The family of former Pakistan President Pervez Musharraf (retired) has said that he has been hospitalised for the last three weeks after his condition worsened. In a statement posted on Twitter on Mr Musharraf's official Twitter account, his family said that he is dealing with Amyloidosis and prayed for ease in his daily living.
"He is not on the ventilator. Has been hospitalized for the last 3 weeks due to a complication of his ailment (Amyloidosis). Going through a difficult stage where recovery is not possible and organs are malfunctioning. Pray for ease in his daily living," the tweet said.
What is Amyloidosis?
According to National Health Service (NHS) of the UK, Amyloidosis is the name for a group of rare, serious conditions caused by a build-up of an abnormal protein called amyloid in organs and tissues throughout the body.
Amyloid deposits can build up in the heart, brain, kidneys, spleen and other parts of the body.
The build-up of these protein deposits can make it difficult for the organs and tissues to work properly. Without treatment, this can lead to organ failure, the NHS further said.
Mr Musharraf was diagnosed with the life-threatening health condition in 2018 in the UAE.
What is the cause of Amyloidosis?
Amyloidosis may be secondary to a different health condition or can develop as a primary condition, according to Johns Hopkins Medicine. Sometimes it is due to a mutation in a gene, but other times the cause of amyloidosis remains unknown, it added.
Types of Amyloidosis
There are different types of the Amyloidosis, which are prevalent:
Light-chain (AL) Amyloidosis: It can affect the kidneys, spleen, heart, and other organs. People with conditions such as multiple myeloma or a bone marrow illness called Wadenstrom's macroglobulinemia are more likely to have AL amyloidosis.
AA Amyloidosis: It is caused by fragments of amyloid A protein, and affects the kidneys in about 80 per cent of cases. It can complicate chronic diseases characterized by inflammation, such as rheumatoid arthritis (RA) or inflammatory bowel disease (IBS).
Transthyretin Amyloidosis (ATTR): It can be inherited from a family member. Transthyretin is a protein that is also known as prealbumin. It is made in the liver. Excessive normal (wild-type ATTR) or mutant transthyretin can cause amyloid deposits.
Symptoms of Amyloidosis
Though there are some common symptoms of the disease, they vary greatly depending on where the amyloid protein is collecting in the body.

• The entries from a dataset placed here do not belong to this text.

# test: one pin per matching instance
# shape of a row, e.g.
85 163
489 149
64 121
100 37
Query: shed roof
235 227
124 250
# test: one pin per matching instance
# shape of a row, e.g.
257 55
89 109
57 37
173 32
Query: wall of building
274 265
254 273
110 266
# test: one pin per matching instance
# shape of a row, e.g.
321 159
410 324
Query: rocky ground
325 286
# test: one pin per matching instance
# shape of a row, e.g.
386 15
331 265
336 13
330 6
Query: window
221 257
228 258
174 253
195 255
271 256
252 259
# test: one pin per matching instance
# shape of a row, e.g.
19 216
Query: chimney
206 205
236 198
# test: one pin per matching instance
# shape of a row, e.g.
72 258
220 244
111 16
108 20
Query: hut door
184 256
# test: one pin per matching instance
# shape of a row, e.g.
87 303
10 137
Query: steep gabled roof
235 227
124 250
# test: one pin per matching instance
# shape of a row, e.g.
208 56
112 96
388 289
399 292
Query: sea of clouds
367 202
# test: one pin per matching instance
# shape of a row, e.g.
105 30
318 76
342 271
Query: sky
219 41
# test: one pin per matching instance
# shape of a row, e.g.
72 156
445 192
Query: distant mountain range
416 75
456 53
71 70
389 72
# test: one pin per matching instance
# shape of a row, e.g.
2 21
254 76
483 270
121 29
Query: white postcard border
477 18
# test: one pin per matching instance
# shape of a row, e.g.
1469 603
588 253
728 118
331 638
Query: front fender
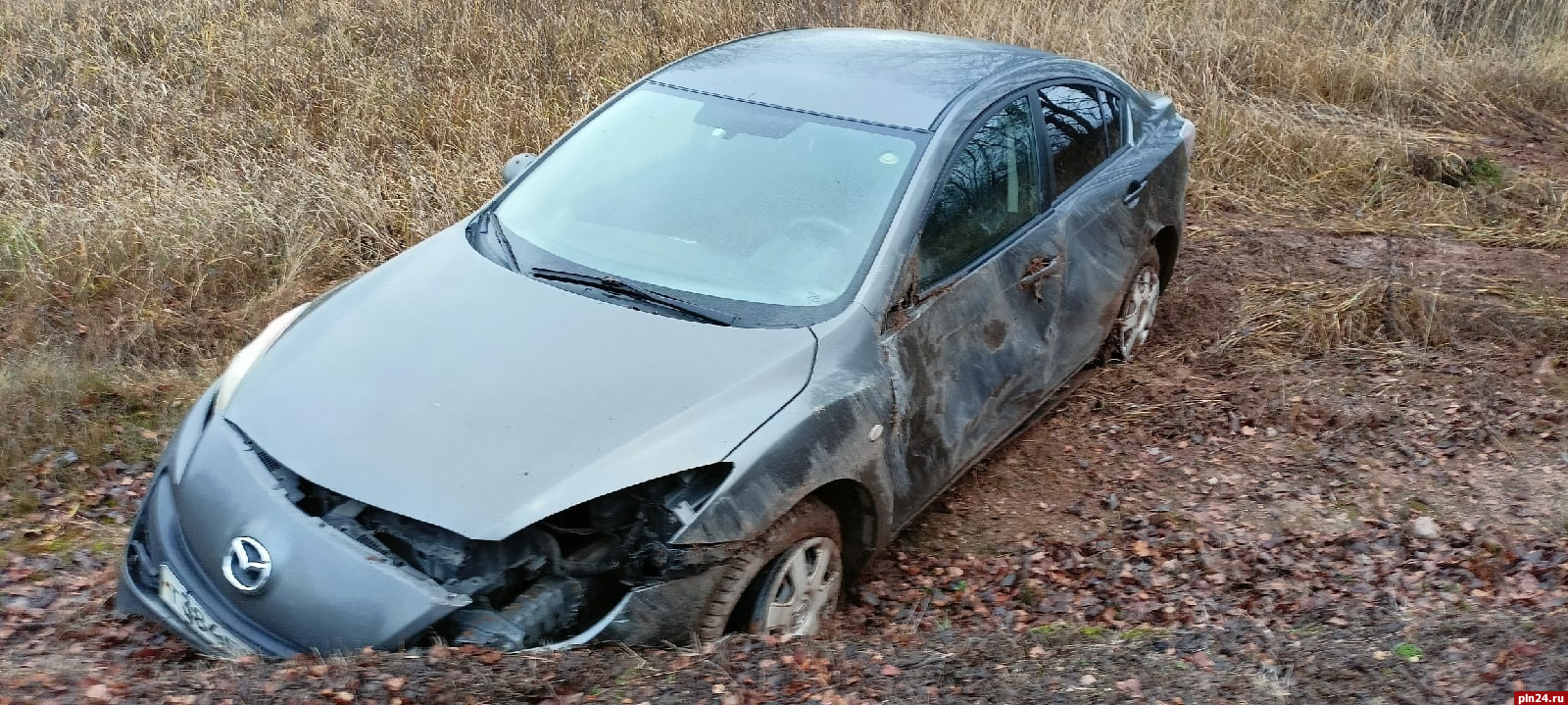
825 435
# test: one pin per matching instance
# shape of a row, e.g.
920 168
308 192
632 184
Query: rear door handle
1134 192
1040 269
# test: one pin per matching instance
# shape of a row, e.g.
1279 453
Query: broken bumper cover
326 592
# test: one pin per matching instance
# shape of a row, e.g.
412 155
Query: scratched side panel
971 363
823 435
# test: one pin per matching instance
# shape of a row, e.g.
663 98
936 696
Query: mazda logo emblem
247 566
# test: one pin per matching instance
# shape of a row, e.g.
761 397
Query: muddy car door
969 347
1100 188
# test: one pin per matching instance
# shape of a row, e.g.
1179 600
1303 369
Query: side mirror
516 165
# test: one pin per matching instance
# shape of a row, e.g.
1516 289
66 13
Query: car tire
1136 318
760 584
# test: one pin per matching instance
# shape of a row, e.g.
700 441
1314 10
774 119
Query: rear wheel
1136 318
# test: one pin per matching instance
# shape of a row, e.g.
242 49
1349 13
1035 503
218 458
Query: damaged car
689 370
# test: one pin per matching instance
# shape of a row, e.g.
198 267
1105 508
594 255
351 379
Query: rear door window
1082 129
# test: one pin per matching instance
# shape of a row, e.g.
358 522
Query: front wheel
1136 318
786 582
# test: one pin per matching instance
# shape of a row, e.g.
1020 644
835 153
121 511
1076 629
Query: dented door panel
972 362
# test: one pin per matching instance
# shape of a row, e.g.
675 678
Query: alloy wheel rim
805 589
1137 315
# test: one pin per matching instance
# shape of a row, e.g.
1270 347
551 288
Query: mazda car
689 370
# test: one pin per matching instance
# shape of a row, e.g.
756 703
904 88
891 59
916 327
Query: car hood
446 388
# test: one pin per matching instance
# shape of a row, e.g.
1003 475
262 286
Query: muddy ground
1340 473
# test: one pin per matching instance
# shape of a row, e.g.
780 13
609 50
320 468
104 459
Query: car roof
902 78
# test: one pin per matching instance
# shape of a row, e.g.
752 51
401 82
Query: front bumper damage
345 575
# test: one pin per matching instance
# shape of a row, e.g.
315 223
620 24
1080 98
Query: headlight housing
250 354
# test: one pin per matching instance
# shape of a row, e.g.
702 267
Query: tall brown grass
174 173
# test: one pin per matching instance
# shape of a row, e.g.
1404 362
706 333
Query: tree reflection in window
990 192
1078 130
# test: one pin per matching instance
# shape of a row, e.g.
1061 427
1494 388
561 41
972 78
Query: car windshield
715 196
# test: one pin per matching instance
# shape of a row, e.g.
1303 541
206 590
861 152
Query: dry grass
174 173
1282 323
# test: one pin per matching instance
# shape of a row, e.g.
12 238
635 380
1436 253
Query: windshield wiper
485 232
632 291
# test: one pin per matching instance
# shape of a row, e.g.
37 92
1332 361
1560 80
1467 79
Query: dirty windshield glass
713 196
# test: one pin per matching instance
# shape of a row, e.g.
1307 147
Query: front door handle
1040 269
1134 192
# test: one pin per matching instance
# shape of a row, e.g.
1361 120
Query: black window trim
1040 126
1042 173
1045 175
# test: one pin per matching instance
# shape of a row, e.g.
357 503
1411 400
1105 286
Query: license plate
192 614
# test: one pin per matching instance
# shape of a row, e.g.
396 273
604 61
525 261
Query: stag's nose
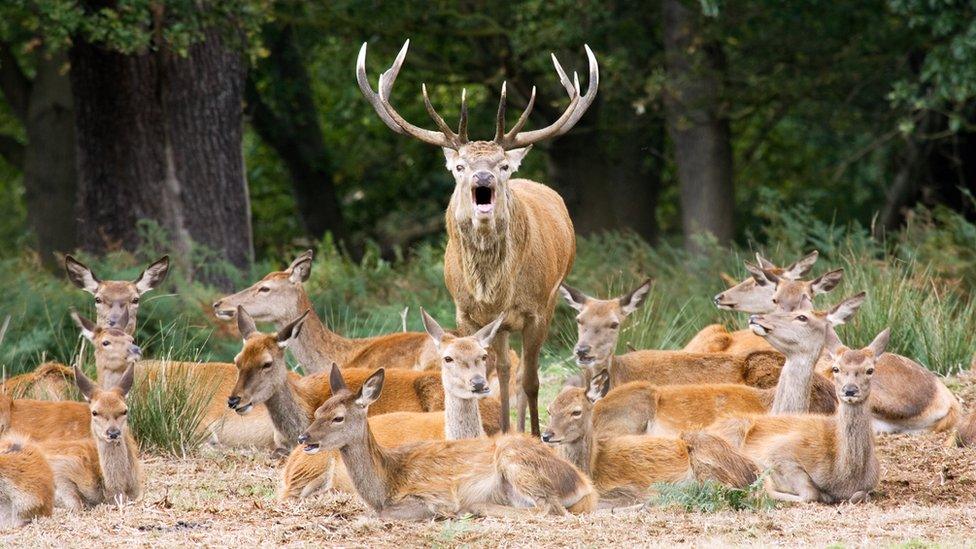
483 178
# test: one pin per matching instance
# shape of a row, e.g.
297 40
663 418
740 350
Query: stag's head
481 168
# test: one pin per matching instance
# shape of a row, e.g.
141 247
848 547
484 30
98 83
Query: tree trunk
159 138
698 127
286 119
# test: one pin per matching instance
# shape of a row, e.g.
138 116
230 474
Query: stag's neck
316 346
462 417
120 469
367 464
793 388
290 411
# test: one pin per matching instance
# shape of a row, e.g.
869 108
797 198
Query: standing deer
113 298
510 241
442 478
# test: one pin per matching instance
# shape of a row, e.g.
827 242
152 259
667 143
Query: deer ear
291 330
336 383
843 311
153 276
630 302
826 282
245 324
301 268
599 386
86 326
487 333
80 275
432 328
880 343
802 266
371 389
575 298
85 385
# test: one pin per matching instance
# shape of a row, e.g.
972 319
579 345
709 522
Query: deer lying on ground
817 458
599 322
104 466
624 468
263 378
432 479
26 483
510 242
907 397
115 297
464 371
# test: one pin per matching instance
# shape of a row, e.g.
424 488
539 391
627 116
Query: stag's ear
826 282
599 386
515 156
86 326
291 330
575 298
153 276
432 328
336 383
801 267
80 275
371 389
85 385
843 311
880 343
487 333
630 302
245 324
301 267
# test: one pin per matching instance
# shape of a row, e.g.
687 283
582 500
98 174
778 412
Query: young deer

The general symptoms include (listed by Johns Hopkins on its website):
- Feeling very weak or tired
- Losing weight without trying
- Swelling in the belly, legs, ankles or feet
- Numbness, pain or tingling in hands or feet
- Skin that bruises easily
- Purple spots (purpura) or bruised-looking areas of skin around the eyes
- Bleeding more than usual after an injury
- Increased tongue size
- Shortness of breath
As Amyloidosis progresses, the deposits of amyloid can harm the heart, liver, spleen, kidneys, digestive tract, brain or nerves.
Diagnosis and treatment
The diagnosis of Amyloidosis is hard, as the symptoms are generic. The doctors take a small sample of the tissue (biopsy) from the affected part to understand what kind of Amyloidosis is present. Depending on that, the treatment is done.
There is not currently a cure for amyloidosis. The amyloid deposits cannot be directly removed. So the doctors may discuss:
Chemotherapy, which is used to kill cancer cells or stop them from growing and similar method can be adopted to stop the growth of cells that are making abnormal protein.
Bone marrow transplant: In this procedure, healthy stem cells are taken from a patient's body. They are then infused back into their body to replace the unhealthy ones destroyed in chemotherapy.
There are some medicines too, which are used to treat Amyloidosis. These medicines are approved by the Food and Drug Administration (FDA) in the United States.